The correlation engine 114 predicts the likelihood of a match to
determine a likely matching user account. The likely matching user
account and the new user account can then be correlated through a
mapped linkage and recorded in the ID repository, and the history
corresponding to the likely matching user account can be properly
associated with the new user account.
[0028] In some embodiments, additional meta-data may be processed
by the correlation engine 114. For example, a strength of validity
of an attribute (e.g., a credibility factor/score based on
independent confirmation) or a validity of the linkage/relationship
to the user may be utilized to identity likely matching user
accounts. For instance, if a form asks for information a user does
not want to divulge (e.g., address), the user may enter "123 Main
St, Nowhere, NV 12345" (which might pass the entry form validation
for having the correct format) but would have a low credibility
score since it may not exist. Also, because it is self-reported by
the user entering the information, it may not have any independent
confirmation/corroboration. However, if the user enters an address
that corresponds to a notice with a PIN code that has previously
been sent to that address by the provider, even though the
confirmation of the PIN code does not physically place the user at
that address (e.g., it could be an address of a friend or family
member), the strength of validity for that address may be
higher.
[0029] If the potentially matching user account is not determined
to be a likely matching user account, the potentially matching user
account can be dismissed as not being sufficiently likely that a
correlation exists. If the potentially matching user account is not
determined to be a likely matching user account, the new user
account can be resubmitted through the process to seek additional
clarification or details. Alternatively, if the potentially
matching user account is not determined to be a likely matching
user account, the potentially matching user account is dismissed as
not being sufficiently likely that a correlation exists.

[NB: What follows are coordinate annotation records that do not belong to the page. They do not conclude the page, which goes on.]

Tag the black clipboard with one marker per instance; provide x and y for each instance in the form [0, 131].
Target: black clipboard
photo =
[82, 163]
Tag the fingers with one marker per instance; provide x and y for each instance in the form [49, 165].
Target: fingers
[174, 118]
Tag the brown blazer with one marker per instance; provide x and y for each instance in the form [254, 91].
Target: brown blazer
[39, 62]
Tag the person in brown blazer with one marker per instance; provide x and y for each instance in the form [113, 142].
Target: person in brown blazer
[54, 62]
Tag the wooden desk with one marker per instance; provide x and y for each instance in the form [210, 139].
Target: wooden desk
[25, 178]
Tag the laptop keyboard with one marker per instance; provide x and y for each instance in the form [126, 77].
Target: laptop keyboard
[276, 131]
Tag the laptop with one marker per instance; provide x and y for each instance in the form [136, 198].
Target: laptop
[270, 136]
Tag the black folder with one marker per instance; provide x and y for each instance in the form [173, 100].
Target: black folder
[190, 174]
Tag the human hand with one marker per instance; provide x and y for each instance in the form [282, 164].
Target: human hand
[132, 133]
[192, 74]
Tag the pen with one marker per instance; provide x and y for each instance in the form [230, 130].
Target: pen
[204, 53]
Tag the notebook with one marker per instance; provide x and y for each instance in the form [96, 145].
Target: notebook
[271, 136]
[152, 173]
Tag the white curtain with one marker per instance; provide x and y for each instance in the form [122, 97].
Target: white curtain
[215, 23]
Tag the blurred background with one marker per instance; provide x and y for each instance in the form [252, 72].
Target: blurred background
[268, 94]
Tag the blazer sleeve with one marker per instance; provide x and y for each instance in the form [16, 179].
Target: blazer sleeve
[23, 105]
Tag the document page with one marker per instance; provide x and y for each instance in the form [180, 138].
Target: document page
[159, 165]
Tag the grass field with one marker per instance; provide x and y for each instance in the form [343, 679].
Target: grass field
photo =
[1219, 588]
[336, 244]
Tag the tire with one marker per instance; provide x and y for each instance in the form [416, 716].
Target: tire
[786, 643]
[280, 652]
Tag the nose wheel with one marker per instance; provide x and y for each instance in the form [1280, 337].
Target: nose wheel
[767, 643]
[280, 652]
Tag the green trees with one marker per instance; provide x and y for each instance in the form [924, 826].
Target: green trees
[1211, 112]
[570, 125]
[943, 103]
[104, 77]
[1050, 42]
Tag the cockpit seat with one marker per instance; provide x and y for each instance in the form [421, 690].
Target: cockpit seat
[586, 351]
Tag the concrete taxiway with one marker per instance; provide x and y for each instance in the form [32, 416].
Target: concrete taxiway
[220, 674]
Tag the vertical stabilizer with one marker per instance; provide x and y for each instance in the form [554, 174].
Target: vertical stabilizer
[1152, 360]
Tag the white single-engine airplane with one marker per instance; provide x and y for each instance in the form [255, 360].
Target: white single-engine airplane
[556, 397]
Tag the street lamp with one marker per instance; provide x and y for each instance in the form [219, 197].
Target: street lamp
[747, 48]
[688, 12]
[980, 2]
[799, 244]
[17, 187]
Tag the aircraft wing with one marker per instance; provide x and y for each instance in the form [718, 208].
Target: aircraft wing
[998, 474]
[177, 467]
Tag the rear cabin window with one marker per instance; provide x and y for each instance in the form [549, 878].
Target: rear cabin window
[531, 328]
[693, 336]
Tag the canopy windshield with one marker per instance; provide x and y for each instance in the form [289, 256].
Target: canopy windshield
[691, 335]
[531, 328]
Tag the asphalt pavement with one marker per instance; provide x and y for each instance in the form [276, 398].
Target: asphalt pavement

[0030] In some embodiments, the correlation engine 114 considers
the value of a transaction or the risk if an incorrect correlation
is created. For example, depending on the type of account the user
is creating, actions or transactions initiated with the account may
have minimal or low risk (e.g., a movie ticket website) or high
risk (e.g., a bank website). As a result, the strength required for
assumption of a correct correlation may vary in accordance with
that risk.
[0031] In some embodiments, the combination of identity attributes
used to define the uniqueness of a user is flexible and
customizable by each identity provider. Similarly, the ranking of
results provided by the correlation engine 114 may also be flexible
and customizable by the requesting system 112. For example, the
correlation engine 114 may determine that two potentially-matching
user accounts have the same number of matching attributes (e.g.,
account 1 matches last name and social security number while
account 2 matches last name and middle initial). The requesting
system 112 may value the algorithm employed for account 1 higher
than the algorithm employed for account 2 (which may have been
previously communicated to the correlation engine 114 during
configuration or setup). Accordingly, the correlation engine 114
ranks account 1 higher than account 2.
[0032] In some embodiments, the correlation engine 114 processes,
in parallel, potentially matching user accounts from a plurality of
ID providers 116a-116c for a plurality of identities to provide a
comprehensive correlation solution for a number of organizations or
agencies.
[0033] For example, ID provider 116a may be a state department of
motor vehicles (DMV) and store the following typical user
attributes: full names (first, middle, last, suffix), home address
(validated), date of birth, physical attributes (minimal
validation), driver's license number, make, model, color, and
vehicle identifier number (VIN). ID provider 116b may be the
Department of Children and Family Services (DCFS) and store name,
address (validated), dates of birth of multiple members of the
family, school district, and an exact dollar amount of any monthly
benefit. ID provider 116c may be a county recreation center and
store attributes including name, address (not validated),
indication of over 18 or not but not date of birth, key tag number
(e.g., scan tag for entrance into the center), some information
about a method of payment (e.g., last four digits of credit card or
bank account), and a listing of classes registered for in the last
twelve months.
[0034] The correlation of a new request may have some form of name
(may correctly correlate or not), address, other family members,
and description of physical attributes. In this example, the DMV
can validate on name, address, physical attributes, the DCFS can
validate on address or family members, and the recreation center
can validate on method of payment and classes registered for. If
additional correlation is necessary, the DCFS can validate on
amount of any monthly benefit.
[0035] As can be appreciated, by properly correlating user accounts
to a single identity, the identity correlation system 100 provides
a better user experience, easier and more accurate historical
correlation of accounts, less burden on the organization for
password reset, a stronger validity of the user, an overall
reduction in the number of orphaned accounts, and a tighter
security accountability between accounts and an identity.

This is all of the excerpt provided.